Methods: Following PRISMA guidelines, we conducted a systematic review and meta-analysis of randomized clinical trials (RCTs) comparing discectomy alone and discectomy with spinal fusion for RLDH. Searches were performed in PubMed, Embase, and Cochrane databases, with data extracted independently by two reviewers. The primary outcomes were Visual Analog Scale (VAS), Japanese Orthopaedic Association (JOA) scale, and re-recurrence. Meta-analysis was performed using a random-effects model, and heterogeneity was assessed with I² statistics.

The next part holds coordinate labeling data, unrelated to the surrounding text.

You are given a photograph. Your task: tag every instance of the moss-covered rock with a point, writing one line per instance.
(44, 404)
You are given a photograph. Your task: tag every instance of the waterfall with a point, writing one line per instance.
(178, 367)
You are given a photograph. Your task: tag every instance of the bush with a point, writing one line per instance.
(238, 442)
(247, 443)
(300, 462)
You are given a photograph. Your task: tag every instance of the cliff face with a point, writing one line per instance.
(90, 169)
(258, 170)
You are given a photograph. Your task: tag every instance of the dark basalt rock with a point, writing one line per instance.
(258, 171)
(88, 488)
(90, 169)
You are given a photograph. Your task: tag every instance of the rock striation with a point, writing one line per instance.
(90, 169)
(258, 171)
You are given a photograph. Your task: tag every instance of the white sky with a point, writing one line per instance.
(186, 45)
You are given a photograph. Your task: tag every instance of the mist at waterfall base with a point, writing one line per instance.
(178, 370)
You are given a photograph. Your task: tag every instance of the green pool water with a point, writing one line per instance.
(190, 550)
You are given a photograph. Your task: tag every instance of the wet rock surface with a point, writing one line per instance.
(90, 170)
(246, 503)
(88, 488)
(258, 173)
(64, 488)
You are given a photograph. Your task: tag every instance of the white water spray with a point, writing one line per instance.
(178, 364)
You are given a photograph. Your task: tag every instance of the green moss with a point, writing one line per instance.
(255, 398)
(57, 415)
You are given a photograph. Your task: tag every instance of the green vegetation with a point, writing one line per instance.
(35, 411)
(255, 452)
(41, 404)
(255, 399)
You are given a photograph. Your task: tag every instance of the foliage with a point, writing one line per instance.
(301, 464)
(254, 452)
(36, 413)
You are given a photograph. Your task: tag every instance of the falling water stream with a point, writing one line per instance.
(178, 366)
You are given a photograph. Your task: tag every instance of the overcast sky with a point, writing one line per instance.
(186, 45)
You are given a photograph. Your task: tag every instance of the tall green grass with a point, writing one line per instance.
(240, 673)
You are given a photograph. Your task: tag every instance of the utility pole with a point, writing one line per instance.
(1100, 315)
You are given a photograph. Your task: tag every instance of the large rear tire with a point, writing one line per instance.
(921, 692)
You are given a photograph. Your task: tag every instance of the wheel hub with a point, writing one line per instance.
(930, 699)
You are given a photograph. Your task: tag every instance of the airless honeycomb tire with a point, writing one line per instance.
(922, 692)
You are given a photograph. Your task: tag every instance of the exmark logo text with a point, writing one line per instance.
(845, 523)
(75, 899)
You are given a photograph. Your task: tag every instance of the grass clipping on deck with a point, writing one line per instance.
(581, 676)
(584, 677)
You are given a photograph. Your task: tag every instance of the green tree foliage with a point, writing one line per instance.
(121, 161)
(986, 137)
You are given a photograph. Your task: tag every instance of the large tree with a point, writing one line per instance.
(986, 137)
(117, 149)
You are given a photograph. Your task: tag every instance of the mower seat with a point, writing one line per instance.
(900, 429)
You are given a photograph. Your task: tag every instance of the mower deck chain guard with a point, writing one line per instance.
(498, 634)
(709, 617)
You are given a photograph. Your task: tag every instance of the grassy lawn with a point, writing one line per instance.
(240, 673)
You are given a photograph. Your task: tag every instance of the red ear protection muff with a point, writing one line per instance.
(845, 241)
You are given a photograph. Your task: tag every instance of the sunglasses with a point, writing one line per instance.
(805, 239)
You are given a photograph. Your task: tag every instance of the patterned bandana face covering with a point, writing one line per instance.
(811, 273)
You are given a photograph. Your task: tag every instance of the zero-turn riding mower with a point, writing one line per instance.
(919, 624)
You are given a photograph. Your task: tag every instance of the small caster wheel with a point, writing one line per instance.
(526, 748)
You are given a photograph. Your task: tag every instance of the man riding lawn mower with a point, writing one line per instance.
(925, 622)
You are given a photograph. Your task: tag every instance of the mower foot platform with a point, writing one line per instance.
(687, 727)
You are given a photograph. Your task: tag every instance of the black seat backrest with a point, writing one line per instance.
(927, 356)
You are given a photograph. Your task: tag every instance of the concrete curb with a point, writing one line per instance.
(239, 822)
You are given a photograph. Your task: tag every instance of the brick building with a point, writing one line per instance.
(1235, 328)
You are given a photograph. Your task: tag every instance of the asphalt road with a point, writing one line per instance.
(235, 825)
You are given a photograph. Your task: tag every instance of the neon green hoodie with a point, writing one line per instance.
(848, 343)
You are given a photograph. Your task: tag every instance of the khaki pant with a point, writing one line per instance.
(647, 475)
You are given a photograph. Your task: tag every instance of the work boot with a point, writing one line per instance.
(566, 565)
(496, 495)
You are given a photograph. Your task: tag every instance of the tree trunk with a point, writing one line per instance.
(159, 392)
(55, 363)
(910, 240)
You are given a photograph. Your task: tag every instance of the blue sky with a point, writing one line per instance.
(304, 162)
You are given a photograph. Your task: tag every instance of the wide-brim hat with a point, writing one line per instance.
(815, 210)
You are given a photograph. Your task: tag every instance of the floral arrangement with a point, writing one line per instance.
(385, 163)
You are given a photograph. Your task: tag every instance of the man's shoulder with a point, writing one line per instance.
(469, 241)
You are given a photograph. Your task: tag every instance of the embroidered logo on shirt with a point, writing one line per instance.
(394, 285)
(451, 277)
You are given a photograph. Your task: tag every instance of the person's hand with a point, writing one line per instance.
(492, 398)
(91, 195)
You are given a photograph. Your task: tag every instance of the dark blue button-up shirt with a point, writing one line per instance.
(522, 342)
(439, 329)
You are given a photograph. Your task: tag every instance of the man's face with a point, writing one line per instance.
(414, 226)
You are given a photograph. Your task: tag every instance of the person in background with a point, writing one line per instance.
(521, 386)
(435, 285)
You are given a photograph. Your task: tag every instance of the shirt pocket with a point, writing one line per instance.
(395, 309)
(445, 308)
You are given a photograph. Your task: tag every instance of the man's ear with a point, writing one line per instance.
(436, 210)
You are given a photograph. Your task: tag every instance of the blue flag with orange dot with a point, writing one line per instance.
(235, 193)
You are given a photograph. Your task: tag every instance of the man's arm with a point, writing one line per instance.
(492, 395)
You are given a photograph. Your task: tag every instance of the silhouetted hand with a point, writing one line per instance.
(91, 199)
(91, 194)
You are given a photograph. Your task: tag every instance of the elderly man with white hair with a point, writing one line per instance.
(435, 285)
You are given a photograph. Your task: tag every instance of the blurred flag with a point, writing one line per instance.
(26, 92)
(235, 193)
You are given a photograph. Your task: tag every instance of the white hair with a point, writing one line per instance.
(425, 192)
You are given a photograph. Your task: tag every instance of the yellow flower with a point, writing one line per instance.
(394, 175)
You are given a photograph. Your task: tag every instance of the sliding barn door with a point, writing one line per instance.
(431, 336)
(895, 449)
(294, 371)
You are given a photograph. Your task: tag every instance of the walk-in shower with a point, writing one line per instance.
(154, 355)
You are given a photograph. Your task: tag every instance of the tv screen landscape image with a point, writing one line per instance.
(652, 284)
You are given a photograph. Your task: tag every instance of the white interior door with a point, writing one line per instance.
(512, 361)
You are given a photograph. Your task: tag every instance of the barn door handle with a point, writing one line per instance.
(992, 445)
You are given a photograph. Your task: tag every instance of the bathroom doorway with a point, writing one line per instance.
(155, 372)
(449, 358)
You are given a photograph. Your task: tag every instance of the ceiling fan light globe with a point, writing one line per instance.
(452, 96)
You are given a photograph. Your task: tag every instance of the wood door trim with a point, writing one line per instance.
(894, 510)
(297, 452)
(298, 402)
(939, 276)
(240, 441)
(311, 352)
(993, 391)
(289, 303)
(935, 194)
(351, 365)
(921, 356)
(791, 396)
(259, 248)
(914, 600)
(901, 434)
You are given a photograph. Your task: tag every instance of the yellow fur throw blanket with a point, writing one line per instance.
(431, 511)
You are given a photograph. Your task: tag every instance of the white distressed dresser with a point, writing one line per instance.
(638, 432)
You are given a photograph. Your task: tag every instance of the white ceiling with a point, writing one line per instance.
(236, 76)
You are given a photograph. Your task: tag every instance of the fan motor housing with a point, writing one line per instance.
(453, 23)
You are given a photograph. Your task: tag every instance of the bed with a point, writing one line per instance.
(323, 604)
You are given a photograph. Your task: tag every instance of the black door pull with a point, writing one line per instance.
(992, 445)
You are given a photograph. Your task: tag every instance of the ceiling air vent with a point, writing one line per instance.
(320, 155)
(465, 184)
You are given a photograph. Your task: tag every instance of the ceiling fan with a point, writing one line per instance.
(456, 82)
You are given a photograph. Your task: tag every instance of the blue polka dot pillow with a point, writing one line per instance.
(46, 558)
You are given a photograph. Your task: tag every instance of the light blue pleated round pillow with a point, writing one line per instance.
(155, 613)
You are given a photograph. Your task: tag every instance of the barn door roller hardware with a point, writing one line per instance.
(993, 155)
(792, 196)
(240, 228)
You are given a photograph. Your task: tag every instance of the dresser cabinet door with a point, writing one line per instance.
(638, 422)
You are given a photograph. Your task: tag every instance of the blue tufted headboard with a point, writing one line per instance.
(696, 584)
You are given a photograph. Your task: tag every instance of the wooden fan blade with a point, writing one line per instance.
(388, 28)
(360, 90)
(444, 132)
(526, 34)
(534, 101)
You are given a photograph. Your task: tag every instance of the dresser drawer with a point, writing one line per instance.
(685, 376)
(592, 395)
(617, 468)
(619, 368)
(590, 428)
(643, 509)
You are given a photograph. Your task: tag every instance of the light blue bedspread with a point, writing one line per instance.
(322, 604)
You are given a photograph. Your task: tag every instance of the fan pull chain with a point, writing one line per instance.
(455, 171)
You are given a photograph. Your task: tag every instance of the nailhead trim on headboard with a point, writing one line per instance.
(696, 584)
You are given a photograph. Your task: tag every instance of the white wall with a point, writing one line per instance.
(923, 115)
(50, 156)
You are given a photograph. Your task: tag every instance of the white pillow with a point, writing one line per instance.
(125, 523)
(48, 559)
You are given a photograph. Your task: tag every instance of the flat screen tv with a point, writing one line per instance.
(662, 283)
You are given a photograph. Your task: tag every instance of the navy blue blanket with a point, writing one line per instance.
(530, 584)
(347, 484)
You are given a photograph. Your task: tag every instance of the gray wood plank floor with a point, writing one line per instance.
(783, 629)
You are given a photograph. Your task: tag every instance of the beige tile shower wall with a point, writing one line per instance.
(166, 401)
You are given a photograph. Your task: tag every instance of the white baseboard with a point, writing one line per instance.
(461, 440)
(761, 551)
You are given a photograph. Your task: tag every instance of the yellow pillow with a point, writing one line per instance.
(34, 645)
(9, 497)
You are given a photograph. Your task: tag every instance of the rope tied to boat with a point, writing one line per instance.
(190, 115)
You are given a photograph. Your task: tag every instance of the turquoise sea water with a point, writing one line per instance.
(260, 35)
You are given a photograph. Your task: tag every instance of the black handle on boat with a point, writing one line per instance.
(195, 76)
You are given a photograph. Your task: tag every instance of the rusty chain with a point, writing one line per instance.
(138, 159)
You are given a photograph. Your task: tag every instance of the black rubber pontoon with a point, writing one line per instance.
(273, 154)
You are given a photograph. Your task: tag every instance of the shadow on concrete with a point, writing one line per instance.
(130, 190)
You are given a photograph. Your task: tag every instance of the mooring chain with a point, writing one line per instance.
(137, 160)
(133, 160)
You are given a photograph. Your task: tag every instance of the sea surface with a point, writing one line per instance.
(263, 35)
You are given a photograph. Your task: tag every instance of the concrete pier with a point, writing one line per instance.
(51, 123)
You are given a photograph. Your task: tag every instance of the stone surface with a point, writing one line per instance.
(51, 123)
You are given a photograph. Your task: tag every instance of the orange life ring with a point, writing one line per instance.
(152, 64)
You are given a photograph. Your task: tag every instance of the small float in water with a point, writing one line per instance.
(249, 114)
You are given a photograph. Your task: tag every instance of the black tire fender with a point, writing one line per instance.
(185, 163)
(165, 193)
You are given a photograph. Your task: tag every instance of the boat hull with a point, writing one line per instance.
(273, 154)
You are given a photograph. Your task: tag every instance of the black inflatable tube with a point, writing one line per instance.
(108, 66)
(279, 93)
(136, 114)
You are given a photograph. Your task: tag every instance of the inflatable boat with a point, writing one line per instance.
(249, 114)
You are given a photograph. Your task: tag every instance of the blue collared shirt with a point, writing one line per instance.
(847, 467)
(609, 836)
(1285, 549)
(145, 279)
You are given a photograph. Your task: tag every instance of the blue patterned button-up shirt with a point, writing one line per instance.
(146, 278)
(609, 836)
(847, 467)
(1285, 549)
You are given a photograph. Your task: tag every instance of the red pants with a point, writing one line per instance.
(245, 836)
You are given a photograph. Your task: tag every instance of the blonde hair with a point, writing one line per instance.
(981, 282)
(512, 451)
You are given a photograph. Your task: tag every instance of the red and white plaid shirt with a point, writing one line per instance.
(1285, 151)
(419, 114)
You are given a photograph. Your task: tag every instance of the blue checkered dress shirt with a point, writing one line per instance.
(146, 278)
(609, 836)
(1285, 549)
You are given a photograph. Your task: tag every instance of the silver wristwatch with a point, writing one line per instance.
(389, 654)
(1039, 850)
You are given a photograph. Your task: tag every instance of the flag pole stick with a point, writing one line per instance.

Results: Four RCTs involving 596 patients met the inclusion criteria. Patients undergoing fusion showed a significantly greater reduction in VAS scores for low back pain compared to those undergoing discectomy alone (SMD -1.91; 95% CI [-3.69, -0.13]; p=0.04; I²=98%). VAS scores for lower limb pain (MD -0.33; 95% CI [-0.70, 0.03]; p=0.07; I2=95%) and JOA scores (MD 0.41; 95% CI [-0.38, 1.20]; p=0.31; I²=0%) did not differ significantly between the groups. The fusion group had a significantly lower re-recurrence rate (RR 0.10; 95% CI [0.02, 0.54]; p=0.008; I²=0%) and reduced postoperative instability (RR 0.11; 95% CI [0.02, 0.63]; p=0.01; I²=0%).
Conclusion : The results of this systematic review and meta-analysis suggest that spinal fusion can enhance spinal stability and reduce re-recurrence rates, but may not improve all aspects of pain and functional recovery. Therefore, the decision between repeat discectomy alone or with fusion should be tailored to the clinical scenario, patient preferences, and the surgeon's expertise.